El autor de Jugar sin límites señala que la segunda es la “fase de pérdida”, cuando el jugador comienza a apostar fuertes cantidades de dinero y no obtiene retribución. Allí es cuando se da cuenta que ha perdido mucho de su patrimonio, e intenta recuperarlo mediante apuestas más fuertes y arriesgadas.
Una tercera fase es la de la “desesperación”. En esta el jugador comienza a vivir solo para las apuestas, y es donde pierde dinero, auto, casa y, en la mayoría de los casos, a su familia, dice Marco Garza. Es una etapa delicada, dice el psicólogo, pues “65 por ciento de los que llegan allí cometen actividades ilícitas para solventar su adicción”.
La “fase de abandono”, según el autor del libro, “es cuando el jugador se da cuenta de que nunca podrá dejar de jugar, por lo que se encuentra impotente y desvalorizado. Al fin se asume como un enfermo, pero como un enfermo incurable por lo que continúa apostando porque le parece imposible otra opción. Recuperarse de sus pérdidas pasa a un segundo término”.
El director del Centro Samadih, Javier González, coincide en el daño y la dependencia del jugador patológico. “El jugador dice que lo hace para ganar dinero, pero eso es una mentira. Es un autoengaño que el propio jugador compulsivo se hace, porque cuando pierde dice que regresa para recuperar las pérdidas, y cuando gana apuesta más, y siempre termina perdiendo”.
El juego, dice González, se utiliza “como una alternativa para escapar de problemas, algo que es un patrón típico de adicción”. Y lo peor, asegura el director del centro de tratamiento, es que el jugador patológico tiene el sueño de que alguien va a llegar a rescatarlo de su problema, y “eso te mantiene vivo en el juego, en esa conducta”.

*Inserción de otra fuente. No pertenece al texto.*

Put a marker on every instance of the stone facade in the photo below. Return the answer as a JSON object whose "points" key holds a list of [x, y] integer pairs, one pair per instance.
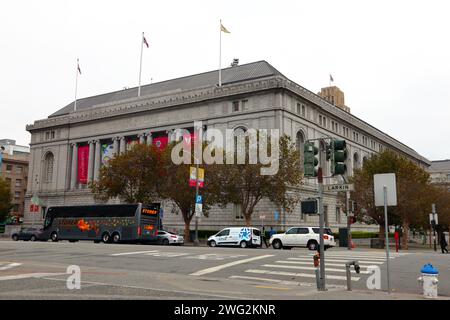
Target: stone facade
{"points": [[269, 102]]}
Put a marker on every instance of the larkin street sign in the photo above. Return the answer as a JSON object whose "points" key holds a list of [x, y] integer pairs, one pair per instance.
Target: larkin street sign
{"points": [[339, 187]]}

Jugar sin control no solo conlleva problemas mentales. También hay problemas físicos en estos hombres y mujeres. “Mucha gente piensa que la ludopatía no tiene alteraciones en la salud física, pero los pacientes sufren dolores de cabeza, fatiga, trastorno del sueño, alteraciones gastrointestinales, temblores, y sudoración”, entre otros problemas, dice Javier González.
Además, un jugador patológico suele perder a su familia, principalmente a su pareja, pues “se pierde la comunicación, vienen alteraciones fuertísimas en la sexualidad, porque el juego es lo más importante de la vida del paciente. Pierden el interés, viene la desintegración familiar, y al final llega el divorcio”.
Lucía era el cuadro clásico de jugadora patológica. Su relación familiar estaba montada sobre el engaño a sus padres; ya había perdido a su pareja; cumplir con su trabajo le costaba cada vez más, pues los desvelos afectaban su desempeño.
La secretaria conversó en varias ocasiones con una mujer a quien apenas conocía, pero que se ganó su confianza, y Lucía le reveló su secreto. Su caso cumplía con todos los síntomas descritos por los especialistas. La adicción le estropeó la vida hasta ese entonces. Tal vez, y solo tal vez, un golpe de suerte le ayudó a recomponerse.